Myanmar smiles – pourquoi tous ces portraits
Kalaw, Birmanie, août 2016
Plus j’avance dans la vie, plus mon regard l’interroge. Presque viscéralement. La photo devient une manière de me cramponner au monde. Plus fort quand j’ai peur de le voir sombrer du mauvais côté. Demain tous ces gens seront tout autres, et nous aussi. Un visage témoigne de la beauté instantanée des Hommes plus qu’un monument ou une musique : il n’est pas une création patiemment élaborée ni un vestige transformé par le passage des siècles. Un visage est la vie sage et contagieuse à transmettre sans délai, il est le miroir fragile de toutes les espérances que chacun porte en soi. Tant d’espérances accumulées au fil des portraits retiendront peut-être le monde de basculer tout au bout de la laideur.

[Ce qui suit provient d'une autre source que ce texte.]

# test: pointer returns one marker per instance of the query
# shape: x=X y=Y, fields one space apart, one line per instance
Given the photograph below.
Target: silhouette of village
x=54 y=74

Si j’ai pris en photo tant de visages, c’est aussi par culpabilité. Je me devais d’être près de tous ces gens et j’avais parfois honte de me sentir l’occidental nanti. En Birmanie, je me suis attardé auprès d’un maximum de personnes, scrutant leurs sourires, parfois aussi leur peine. Parce qu’il m’importait de me mélanger à leurs émotions, de m’en imprégner, malgré les différences et les barrières. J’avais besoin de partager cette instantanéité heureuse, de célébrer cette complicité volée à nos quotidiens si dissemblables. Aussi souvent que possible je leur montrais la photo sur l’écran de l’appareil, avec le pouce levé pour leur dire combien leur visage me plaisait, m’était précieux, quelle que fût la qualité technique de l’image. Je scrutais leurs réactions et j’étais heureux lorsqu’ils riaient et levaient leur pouce à leur tour.